Постепенно он получил доступ в гостиную, центр всей этой суматохи. Для начала подавая конфеты или печенье, затем наполняя бокалы и предлагая зажженную спичку. Гости шарахались, завидев его, на мгновенье в комнате наступала тишина, нечто вроде безотчетного ужаса. Как-то один из претендентов вскочил даже со своего места и встал у притемненного окна, словно ища убежища. В тишине, обрушившейся на комнату, не было слышно ничего, кроме дыхания движущегося ребенка, когда он переходил от одного к другому с неуклюжей и мучительной торжественностью, держа перед собою поднос. И никто не отказывался взять конфету или бисквит.
Со временем к нему привыкли. Девочки тоже стали с ним помягче и терпеливо сносили его присутствие. Постепенно его маленькие услуги стали необходимы. И когда, уже глубоко за полночь, все, кроме него, падали с ног от усталости, его лицо обретало какое-то новое выражение. Один из гостей, возбужденный выпитым, проявил к нему неожиданный интерес и, притянув к себе, попытался завести с ним обстоятельный разговор. Ребенок, оцепенев, молча стоял перед ним, глаза его не выражали ничего. Затем он отправился вытряхивать переполненные пепельницы.

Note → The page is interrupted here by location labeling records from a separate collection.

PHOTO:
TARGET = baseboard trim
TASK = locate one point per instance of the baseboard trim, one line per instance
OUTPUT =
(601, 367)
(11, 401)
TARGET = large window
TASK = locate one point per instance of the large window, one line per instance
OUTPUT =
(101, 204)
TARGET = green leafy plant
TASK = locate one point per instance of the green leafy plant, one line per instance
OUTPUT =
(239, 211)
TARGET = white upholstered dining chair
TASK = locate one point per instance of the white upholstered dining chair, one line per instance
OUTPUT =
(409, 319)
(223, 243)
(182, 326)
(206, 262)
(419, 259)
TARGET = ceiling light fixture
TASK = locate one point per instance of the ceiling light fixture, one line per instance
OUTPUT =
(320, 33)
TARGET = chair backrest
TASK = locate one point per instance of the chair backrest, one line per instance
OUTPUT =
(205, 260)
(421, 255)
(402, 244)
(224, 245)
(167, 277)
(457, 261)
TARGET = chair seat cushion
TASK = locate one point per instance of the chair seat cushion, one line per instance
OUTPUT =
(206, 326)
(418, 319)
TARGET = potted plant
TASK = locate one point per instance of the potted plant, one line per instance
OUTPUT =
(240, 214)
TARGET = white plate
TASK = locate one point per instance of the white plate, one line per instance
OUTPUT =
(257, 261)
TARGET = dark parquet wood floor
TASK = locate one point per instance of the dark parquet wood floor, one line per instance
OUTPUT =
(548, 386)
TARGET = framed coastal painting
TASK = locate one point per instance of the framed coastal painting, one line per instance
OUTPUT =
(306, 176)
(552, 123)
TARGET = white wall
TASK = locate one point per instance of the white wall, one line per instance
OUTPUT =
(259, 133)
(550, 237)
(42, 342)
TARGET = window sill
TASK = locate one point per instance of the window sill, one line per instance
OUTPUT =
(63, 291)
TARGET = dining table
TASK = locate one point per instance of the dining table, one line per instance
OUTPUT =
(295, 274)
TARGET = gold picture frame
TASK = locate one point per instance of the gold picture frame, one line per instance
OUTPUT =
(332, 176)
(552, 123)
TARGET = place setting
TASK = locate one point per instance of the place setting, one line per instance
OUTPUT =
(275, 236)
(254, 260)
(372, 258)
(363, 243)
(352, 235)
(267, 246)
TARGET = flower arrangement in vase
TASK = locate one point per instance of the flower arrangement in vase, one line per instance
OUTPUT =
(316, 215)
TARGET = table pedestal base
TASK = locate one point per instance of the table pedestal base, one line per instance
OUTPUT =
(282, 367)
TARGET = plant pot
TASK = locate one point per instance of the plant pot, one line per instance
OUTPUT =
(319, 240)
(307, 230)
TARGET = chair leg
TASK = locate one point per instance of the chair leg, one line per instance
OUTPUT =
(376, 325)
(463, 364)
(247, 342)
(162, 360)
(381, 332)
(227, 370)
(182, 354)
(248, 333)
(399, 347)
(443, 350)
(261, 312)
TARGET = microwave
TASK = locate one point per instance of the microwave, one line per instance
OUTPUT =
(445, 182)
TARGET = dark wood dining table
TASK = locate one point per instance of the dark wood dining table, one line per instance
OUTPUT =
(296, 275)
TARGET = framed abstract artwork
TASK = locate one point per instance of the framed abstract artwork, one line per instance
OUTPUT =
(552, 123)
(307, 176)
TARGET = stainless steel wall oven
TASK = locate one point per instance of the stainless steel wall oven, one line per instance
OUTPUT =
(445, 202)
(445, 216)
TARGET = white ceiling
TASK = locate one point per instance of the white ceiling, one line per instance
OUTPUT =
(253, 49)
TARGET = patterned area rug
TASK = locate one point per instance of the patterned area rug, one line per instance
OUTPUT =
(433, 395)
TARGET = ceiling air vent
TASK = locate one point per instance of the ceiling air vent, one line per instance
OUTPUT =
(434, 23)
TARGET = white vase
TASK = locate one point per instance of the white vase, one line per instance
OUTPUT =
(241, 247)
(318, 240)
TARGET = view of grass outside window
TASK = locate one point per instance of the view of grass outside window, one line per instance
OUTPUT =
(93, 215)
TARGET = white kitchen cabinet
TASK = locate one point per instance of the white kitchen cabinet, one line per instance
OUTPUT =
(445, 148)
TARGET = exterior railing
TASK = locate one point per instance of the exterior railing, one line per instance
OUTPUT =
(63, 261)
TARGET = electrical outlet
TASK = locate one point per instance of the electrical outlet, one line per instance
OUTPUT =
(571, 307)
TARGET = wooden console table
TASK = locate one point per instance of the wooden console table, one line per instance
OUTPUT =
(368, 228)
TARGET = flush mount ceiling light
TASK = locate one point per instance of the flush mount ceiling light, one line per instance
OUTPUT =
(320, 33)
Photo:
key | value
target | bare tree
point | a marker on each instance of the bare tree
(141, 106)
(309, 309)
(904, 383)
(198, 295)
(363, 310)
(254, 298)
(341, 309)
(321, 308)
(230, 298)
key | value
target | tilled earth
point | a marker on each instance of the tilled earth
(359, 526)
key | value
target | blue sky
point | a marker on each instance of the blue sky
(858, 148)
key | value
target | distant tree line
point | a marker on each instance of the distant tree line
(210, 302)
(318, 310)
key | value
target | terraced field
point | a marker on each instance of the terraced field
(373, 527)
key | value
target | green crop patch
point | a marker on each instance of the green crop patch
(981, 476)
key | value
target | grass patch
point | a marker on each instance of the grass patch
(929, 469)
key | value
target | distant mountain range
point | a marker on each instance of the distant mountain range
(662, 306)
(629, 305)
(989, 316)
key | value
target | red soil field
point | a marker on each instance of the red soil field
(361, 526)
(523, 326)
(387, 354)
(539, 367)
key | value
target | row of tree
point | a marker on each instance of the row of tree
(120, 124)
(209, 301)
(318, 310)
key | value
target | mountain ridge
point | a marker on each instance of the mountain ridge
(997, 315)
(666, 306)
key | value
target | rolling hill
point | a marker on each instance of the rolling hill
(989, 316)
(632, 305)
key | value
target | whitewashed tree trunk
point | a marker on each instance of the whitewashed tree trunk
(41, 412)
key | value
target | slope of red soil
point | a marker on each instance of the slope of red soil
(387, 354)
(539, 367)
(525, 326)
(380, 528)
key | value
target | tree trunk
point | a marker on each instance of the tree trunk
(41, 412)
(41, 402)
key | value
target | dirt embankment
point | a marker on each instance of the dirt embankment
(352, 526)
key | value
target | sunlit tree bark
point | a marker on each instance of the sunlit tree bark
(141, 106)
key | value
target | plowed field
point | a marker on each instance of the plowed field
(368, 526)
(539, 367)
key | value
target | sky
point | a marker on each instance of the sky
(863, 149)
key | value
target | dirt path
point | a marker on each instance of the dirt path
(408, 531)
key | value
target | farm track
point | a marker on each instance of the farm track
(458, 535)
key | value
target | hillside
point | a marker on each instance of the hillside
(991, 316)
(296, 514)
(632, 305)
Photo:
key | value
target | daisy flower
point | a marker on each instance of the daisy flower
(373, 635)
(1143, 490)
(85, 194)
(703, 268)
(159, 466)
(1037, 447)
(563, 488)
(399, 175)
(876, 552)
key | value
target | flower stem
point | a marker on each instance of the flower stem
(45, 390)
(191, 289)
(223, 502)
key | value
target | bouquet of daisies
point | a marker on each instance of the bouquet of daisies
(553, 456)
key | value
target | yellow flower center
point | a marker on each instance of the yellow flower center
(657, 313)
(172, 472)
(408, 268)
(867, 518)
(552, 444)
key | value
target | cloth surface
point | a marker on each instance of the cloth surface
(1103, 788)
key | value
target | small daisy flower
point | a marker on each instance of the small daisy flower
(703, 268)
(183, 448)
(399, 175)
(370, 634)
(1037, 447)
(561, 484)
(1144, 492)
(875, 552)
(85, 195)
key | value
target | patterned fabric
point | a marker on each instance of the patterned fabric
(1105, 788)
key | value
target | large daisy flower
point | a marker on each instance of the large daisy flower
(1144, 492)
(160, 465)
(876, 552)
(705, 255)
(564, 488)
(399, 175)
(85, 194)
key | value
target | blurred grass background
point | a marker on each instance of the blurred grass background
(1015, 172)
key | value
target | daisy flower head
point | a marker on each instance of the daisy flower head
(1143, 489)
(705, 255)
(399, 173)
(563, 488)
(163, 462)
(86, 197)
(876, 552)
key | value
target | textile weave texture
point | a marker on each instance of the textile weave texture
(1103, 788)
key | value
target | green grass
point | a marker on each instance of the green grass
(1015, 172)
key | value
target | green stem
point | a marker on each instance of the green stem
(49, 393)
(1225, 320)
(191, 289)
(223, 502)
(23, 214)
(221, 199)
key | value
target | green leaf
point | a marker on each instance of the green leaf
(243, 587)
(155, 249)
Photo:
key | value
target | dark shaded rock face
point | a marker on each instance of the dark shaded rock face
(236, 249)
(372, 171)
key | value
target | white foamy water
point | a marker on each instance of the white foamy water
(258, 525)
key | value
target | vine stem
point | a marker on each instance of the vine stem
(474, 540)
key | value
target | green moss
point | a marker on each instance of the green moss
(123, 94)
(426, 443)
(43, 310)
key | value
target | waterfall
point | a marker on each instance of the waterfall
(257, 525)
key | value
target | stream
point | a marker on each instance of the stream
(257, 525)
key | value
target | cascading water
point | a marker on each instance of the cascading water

К концу лета мы остались в доме вдвоем.
Девочки отпраздновали свадьбы в один и тот же августовский день. Огромный навес был установлен в нашем саду под голубым небом. Сухие колючки были втоптаны в землю ногами бесчисленных гостей. Меня самого переполняли чувства. Как будто что-то лопнуло внутри. Я был слезлив, я обнимал и целовал всех подряд.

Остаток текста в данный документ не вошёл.